Yüzyıllardır aralık ayında evlerin başköşesi yılbaşı ağaçlarına ayrılır. Soğuk ve karanlık kış günlerinde ebedi, sonsuz hayatın sembolüdür evin içindeki canlı çam ağacı... Nam-ı diğer Noel ağacı. Hayatın ta kendisidir. Evin başköşesi, baş tacı olur.

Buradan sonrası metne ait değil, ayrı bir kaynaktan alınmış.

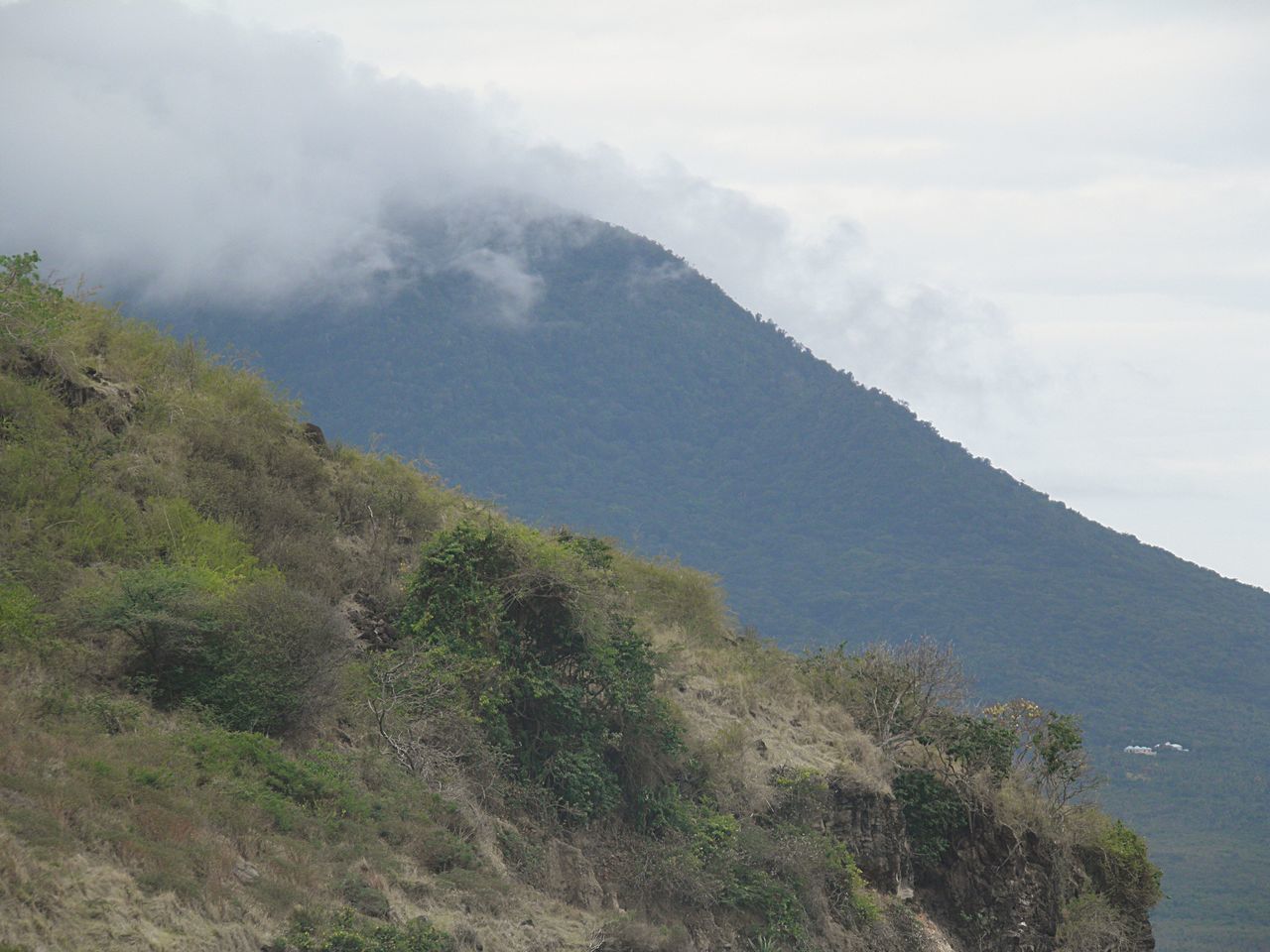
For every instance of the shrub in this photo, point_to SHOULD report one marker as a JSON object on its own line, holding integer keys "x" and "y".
{"x": 547, "y": 657}
{"x": 347, "y": 932}
{"x": 934, "y": 815}
{"x": 22, "y": 624}
{"x": 1116, "y": 858}
{"x": 273, "y": 658}
{"x": 167, "y": 615}
{"x": 254, "y": 655}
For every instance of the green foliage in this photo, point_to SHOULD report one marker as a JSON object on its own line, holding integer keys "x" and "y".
{"x": 978, "y": 743}
{"x": 22, "y": 622}
{"x": 934, "y": 815}
{"x": 1121, "y": 870}
{"x": 282, "y": 785}
{"x": 347, "y": 932}
{"x": 549, "y": 661}
{"x": 802, "y": 793}
{"x": 665, "y": 416}
{"x": 846, "y": 888}
{"x": 252, "y": 655}
{"x": 31, "y": 308}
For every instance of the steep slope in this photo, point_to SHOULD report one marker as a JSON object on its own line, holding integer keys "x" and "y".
{"x": 631, "y": 398}
{"x": 263, "y": 692}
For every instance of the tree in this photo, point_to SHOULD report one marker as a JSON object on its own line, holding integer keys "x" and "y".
{"x": 894, "y": 690}
{"x": 1049, "y": 749}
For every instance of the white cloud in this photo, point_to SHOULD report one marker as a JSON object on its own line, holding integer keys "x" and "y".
{"x": 1072, "y": 164}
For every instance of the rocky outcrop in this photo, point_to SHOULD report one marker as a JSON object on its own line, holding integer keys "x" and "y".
{"x": 871, "y": 825}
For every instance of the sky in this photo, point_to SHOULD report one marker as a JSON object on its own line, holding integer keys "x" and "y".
{"x": 1044, "y": 226}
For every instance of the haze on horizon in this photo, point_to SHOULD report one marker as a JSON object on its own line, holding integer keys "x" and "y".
{"x": 1044, "y": 229}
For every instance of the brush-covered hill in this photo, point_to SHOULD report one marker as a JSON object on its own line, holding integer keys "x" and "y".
{"x": 616, "y": 389}
{"x": 266, "y": 692}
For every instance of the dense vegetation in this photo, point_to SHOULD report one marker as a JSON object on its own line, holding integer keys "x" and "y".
{"x": 635, "y": 400}
{"x": 262, "y": 690}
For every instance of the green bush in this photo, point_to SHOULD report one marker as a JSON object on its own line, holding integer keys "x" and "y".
{"x": 255, "y": 655}
{"x": 284, "y": 785}
{"x": 548, "y": 658}
{"x": 348, "y": 932}
{"x": 22, "y": 622}
{"x": 1121, "y": 870}
{"x": 934, "y": 815}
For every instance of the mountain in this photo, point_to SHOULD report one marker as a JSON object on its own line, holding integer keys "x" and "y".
{"x": 267, "y": 693}
{"x": 578, "y": 373}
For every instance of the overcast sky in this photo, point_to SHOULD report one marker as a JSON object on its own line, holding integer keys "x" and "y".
{"x": 1046, "y": 226}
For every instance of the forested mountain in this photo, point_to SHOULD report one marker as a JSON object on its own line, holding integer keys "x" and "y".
{"x": 613, "y": 389}
{"x": 262, "y": 692}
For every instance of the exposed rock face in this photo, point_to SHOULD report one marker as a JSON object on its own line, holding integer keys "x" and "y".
{"x": 1003, "y": 890}
{"x": 371, "y": 624}
{"x": 998, "y": 890}
{"x": 81, "y": 388}
{"x": 873, "y": 826}
{"x": 574, "y": 876}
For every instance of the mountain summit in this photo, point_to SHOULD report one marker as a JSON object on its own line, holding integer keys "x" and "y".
{"x": 579, "y": 373}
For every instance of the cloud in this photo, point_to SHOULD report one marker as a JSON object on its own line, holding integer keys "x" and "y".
{"x": 183, "y": 155}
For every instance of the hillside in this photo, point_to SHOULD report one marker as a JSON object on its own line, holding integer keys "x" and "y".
{"x": 634, "y": 399}
{"x": 268, "y": 692}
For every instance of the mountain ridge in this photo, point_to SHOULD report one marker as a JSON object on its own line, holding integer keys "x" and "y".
{"x": 631, "y": 398}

Ortaçağ Almanya’sı Noel ağacı geleneğinin haklı yaratıcıları olarak kabul edilir. Ağaçlar aralık ayının 24’ünde evlere girer. Kırmızı elmalarla ve mumlarla süslenir. Böylece her evde, ağaçlar sayesinde minyatür ‘Adem’in Bahçeleri’ yaratılmış olur. ‘Cennetin Ağaçları’ evlere girer, inançlı ailelere umut olur. Elmalar, Adem ve Havva’nın henüz dokunup da günah işlemediği zamana referanstır. Elma, meyve her zaman doğurganlığı anlatır. Ağaçlara yerleştirilen 12 mum ise 12 habercinin ışığıdır.
Bu gelenek tüm dünyaya yayılacak, kabul görecek, baş tacı edilecektir; ancak hemen değil. Dünyada en yaygın gelenek haline gelebilmesi için birkaç yüzyıllık bir zaman geçecektir.
İngiltere kraliyet ailesinin en etkileyici fertlerinden Kraliçe Victoria ve eşi Prens Albert’in 1846 yılında Noel Ağacı’na sarayda yer vermesi tüm dünyayı etkileyecektir.
Kraliçe her zamanki gibi iddialı bir yaklaşım sergilemiş; Noel ağacını oyuncaklar, şekerler, kekler ve patlamış mısırlarla donatmıştır. Dünyanın kalbini çocukların heyecanını kazanarak edinir Kraliçe Victoria. Ve bu sayede Noel Ağacı tüm dünyada popüler olur. Pagan kültürlerinde; ağaçlara tapılırken, ağaçların güneş tanrısının sembolü olduğuna, hayat ve doğurganlığına inanılırdı.
Eski Mısır’ın güneş tanrısı Ra, zaman içinde Noel ağaçlarında vücut bulmuştu. Yılbaşı ağaçlarının en bilinen dekoratif objesi altın yıldız, tam da bu sebeple ağaçların tepesine yerleştirilir. Güneş gibi ışığını ve kuvvetini yayabilsin, yol gösterebilsin diye. 4. yüzyıla ait rölief, Victoria & Albert Müzesi’nde bugünlerden çok da farklı değil.
17. yüzyıl itibariyle Kuzey Amerika’da yayılmaya başlayan Noel Ağacı tarihteki yerini yüzyıllar boyunca, yeni yılın doğumunun habercisi rolünü koruyacak; insanlığa umut olmayı sürdürecek.